Hence when next B is publishing a combination of B and WotC OGC, they are entering a legal relationship with both A and WotC, as that is what is stated in the offer from WotC. Moreover they agree to be entered into the offer and contract terms as outlined in (1)-(3) above. Hence:
(a) - Both B and WotC agree that all future offers from them will name A, B and WotC as part of the contract
(b) - All offers from A is also updated to include A, B and WotC of part of the contract (per the agreement under (2) )
(c) - The active contract between A and WotC is updated to also name B as a licensor, and part of the contract.
Under this scheme I believe it should be well defined who is parts in what contracts at any given time. However as I said I don't think this is going to work out.

The most glaring issue with this with regard to FrogReavers attempt at binding WotC contractually to the SRD is that while it might appear to be able to scale up inductively, it do not scale down to 1. A contract need to have two legal entities with the power to enter into contracts as parts from my understanding, and the definition of "Contributors" in the OGL is not enough to construct such an entity. And hence the bootstraping would require Wizards has to make that contract with either noone or themselves - which are clearly not working out.

Moreover I think there might be severe issues with (2) as it require "global knowledge" to concretize who the parts of an offer would be, something I would guess might be legally prohibited for practicality reasons. And I would think there also might be issues with an implicit update to a contract of the form required for mechanism (3) to work.
(1) is not the case - WotC don't promise to say anything about A, unless they take up A's offer of a licence in respect of A's OGC. A promises to WotC that it will name both itself and WotC in its section 15 statement.

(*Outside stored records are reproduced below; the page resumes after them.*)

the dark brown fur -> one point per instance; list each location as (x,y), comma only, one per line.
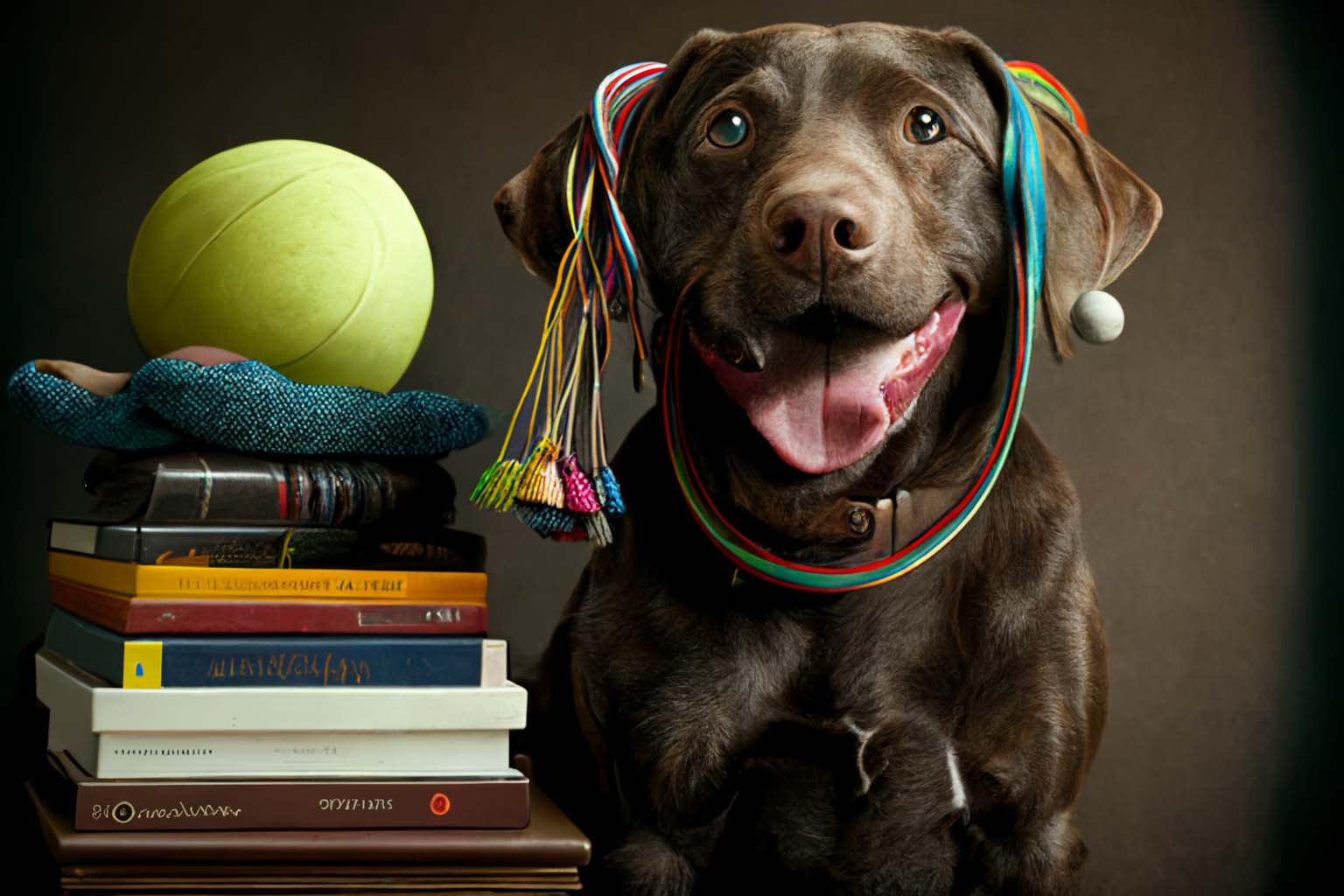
(714,737)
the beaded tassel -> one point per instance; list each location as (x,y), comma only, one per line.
(533,482)
(498,485)
(609,492)
(598,529)
(578,491)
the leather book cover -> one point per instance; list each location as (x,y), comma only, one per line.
(550,840)
(290,805)
(218,486)
(252,615)
(203,544)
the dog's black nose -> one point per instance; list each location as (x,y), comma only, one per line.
(805,228)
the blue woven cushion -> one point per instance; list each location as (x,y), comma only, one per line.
(246,406)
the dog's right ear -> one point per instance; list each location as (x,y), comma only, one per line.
(531,206)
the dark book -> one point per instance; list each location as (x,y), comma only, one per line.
(214,486)
(550,841)
(258,615)
(270,546)
(269,662)
(288,805)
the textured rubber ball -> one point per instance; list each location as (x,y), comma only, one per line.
(298,254)
(1097,318)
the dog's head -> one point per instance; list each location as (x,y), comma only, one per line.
(835,195)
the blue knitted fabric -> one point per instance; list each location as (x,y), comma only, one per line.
(246,407)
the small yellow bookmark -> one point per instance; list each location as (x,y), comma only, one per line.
(143,664)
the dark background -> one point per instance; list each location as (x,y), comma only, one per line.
(1203,442)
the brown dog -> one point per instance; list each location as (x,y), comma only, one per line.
(831,191)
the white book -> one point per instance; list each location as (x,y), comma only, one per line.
(333,747)
(286,754)
(270,710)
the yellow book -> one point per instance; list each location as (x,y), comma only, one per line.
(135,579)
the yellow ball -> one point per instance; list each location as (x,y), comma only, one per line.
(298,254)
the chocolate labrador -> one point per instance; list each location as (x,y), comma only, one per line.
(834,193)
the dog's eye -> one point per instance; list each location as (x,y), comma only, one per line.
(924,125)
(729,128)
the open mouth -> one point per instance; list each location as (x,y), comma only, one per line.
(822,414)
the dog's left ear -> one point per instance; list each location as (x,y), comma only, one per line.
(1100,215)
(1100,218)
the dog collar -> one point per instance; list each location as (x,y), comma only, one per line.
(542,479)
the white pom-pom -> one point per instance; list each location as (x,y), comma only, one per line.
(1098,318)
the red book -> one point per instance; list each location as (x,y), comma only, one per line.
(290,805)
(250,615)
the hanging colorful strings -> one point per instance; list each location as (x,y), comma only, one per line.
(544,484)
(539,473)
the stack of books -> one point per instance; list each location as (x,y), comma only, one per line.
(248,645)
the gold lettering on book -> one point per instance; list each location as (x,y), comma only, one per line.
(326,668)
(125,812)
(355,803)
(222,580)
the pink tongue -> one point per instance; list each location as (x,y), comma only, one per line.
(822,416)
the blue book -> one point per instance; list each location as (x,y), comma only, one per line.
(277,662)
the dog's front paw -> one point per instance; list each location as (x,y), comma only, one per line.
(648,865)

(2) is the same - WotC make no promise to do what you have said. And we can see this in practice: WotC does not change the section 15 statement on its offer to license its SRD just because other parties have taken up that offer.

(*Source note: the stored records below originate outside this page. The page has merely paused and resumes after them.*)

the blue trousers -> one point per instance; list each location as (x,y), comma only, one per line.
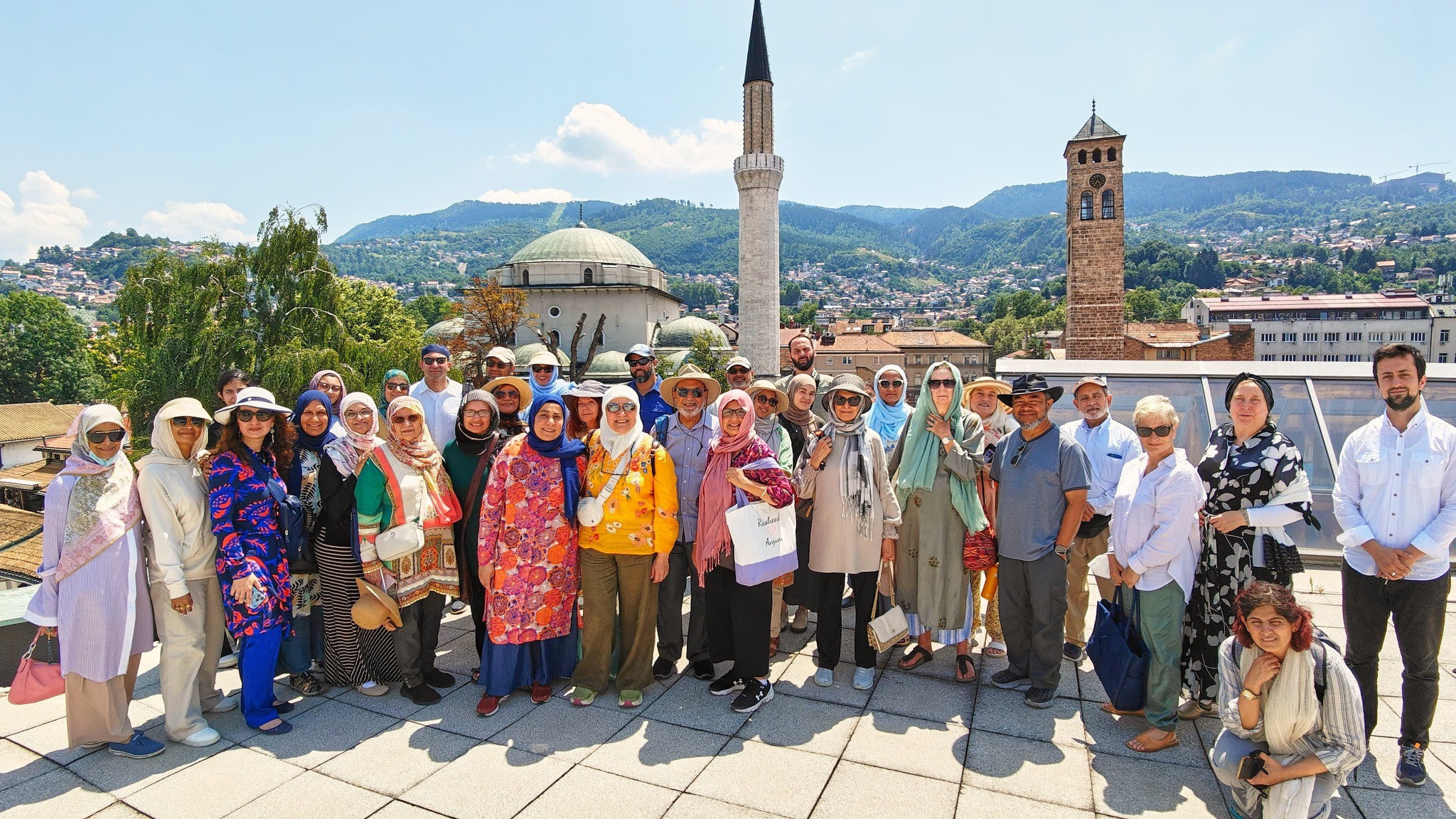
(257,660)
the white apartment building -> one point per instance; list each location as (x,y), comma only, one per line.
(1324,328)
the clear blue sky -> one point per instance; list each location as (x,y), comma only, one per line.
(196,119)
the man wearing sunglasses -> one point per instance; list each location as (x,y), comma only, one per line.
(643,365)
(1110,446)
(439,394)
(1043,480)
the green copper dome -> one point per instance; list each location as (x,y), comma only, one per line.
(582,244)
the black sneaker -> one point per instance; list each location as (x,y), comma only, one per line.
(724,685)
(756,692)
(1411,769)
(1040,697)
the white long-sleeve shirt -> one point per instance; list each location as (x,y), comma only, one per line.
(1155,522)
(1108,446)
(1400,490)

(3) I don't see that WotC has not give A any power of contractual variation of the sort you describe. What WotC has done is has given A a power to enter into new contracts which include, as consideration that flows from A, a grant of licence (by way of sub-licensing) by A to the new contractual party in respect of WotC's IP. The same point applies to (c).

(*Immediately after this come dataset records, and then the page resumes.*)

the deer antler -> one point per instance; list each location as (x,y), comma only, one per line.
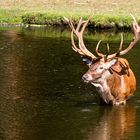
(78,31)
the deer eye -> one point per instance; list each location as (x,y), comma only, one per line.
(101,68)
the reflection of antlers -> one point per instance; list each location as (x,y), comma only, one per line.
(82,50)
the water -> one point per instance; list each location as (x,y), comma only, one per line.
(42,96)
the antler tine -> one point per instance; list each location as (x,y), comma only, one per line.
(78,31)
(136,30)
(82,24)
(74,46)
(121,43)
(97,47)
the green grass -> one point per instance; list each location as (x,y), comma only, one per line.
(105,13)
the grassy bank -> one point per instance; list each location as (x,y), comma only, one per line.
(106,14)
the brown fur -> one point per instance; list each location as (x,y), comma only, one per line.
(114,82)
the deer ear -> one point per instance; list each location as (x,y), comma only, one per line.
(87,61)
(112,62)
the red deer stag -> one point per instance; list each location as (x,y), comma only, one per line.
(110,74)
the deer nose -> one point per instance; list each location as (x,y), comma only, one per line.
(86,77)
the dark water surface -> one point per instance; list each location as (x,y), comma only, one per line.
(42,96)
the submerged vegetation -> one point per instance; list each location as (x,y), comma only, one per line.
(45,12)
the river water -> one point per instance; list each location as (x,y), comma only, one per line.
(42,96)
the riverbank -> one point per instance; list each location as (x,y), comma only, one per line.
(105,15)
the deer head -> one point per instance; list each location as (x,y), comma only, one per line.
(102,67)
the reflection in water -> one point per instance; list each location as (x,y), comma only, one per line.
(116,123)
(40,86)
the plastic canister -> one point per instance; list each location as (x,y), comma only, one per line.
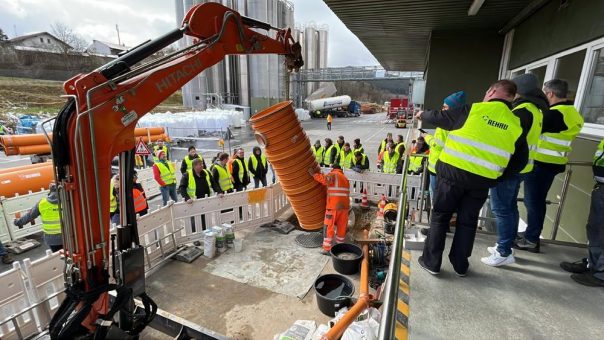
(209,244)
(220,239)
(229,234)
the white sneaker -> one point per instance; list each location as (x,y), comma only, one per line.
(496,260)
(493,249)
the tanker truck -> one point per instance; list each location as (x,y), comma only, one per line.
(340,106)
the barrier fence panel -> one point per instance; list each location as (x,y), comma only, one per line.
(45,277)
(14,299)
(17,206)
(157,235)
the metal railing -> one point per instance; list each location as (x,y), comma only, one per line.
(352,73)
(563,192)
(388,321)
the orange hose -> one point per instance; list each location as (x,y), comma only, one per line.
(139,132)
(24,167)
(288,150)
(363,302)
(44,149)
(23,181)
(23,140)
(9,141)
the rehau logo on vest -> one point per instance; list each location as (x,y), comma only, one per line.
(496,124)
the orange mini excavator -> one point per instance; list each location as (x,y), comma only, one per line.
(96,124)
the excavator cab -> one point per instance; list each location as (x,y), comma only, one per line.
(97,124)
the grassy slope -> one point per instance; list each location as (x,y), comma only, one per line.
(35,96)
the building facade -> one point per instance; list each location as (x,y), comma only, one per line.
(257,81)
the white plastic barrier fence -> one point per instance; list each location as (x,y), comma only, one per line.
(19,205)
(29,296)
(31,292)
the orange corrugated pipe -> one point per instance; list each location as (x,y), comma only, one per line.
(44,149)
(362,303)
(24,167)
(39,138)
(288,150)
(25,180)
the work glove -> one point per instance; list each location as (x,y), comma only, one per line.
(17,224)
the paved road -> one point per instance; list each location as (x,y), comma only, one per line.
(371,129)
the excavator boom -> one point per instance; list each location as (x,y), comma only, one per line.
(96,124)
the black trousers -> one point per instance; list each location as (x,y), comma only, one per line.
(448,200)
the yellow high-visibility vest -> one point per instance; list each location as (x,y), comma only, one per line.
(485,143)
(192,186)
(51,219)
(555,147)
(532,138)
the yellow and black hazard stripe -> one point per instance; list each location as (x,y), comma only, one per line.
(402,305)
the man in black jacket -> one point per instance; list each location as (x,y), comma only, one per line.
(241,177)
(187,162)
(528,104)
(258,167)
(468,167)
(561,125)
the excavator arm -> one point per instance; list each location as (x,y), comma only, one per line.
(96,124)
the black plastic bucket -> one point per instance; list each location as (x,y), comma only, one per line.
(346,258)
(333,292)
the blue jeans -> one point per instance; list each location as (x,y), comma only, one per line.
(536,186)
(2,249)
(168,192)
(505,209)
(595,232)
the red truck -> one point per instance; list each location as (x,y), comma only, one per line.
(396,105)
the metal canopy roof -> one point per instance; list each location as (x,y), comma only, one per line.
(397,32)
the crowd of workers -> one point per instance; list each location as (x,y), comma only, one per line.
(518,133)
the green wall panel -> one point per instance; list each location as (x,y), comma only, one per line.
(467,60)
(554,29)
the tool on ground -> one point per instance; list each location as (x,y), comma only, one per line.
(381,206)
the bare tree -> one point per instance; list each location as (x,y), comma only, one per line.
(74,41)
(3,37)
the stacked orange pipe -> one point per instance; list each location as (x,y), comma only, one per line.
(289,151)
(21,180)
(36,144)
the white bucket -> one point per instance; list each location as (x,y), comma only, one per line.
(238,243)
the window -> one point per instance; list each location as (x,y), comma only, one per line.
(569,68)
(517,73)
(593,102)
(539,72)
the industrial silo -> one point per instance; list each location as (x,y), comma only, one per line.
(322,50)
(310,58)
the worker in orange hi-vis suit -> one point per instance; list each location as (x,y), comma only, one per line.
(338,204)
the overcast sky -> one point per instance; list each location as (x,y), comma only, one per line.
(140,20)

(a) isn't the case, in my view - I don't see that WotC confers that sort of agency upon B.

(b) I don't get who is supposed to be updating A's offer, nor how this is understood to work. More generally, if I accept A's offer what permissions do I enjoy in respect of B's work? None that I can see.

I realise that you are not endorsing your proposal, but just putting it forward for consideration. But I really want to reiterate what I said upthread: I don't know why such heavy weather is being made of this - ie the basic viral mechanism of the OGL - when it is pretty straightforward. The interesting action is in the endurance of powers to sub-license OGC even when an upstream offer, especially WotC's upstream offer, has been withdrawn.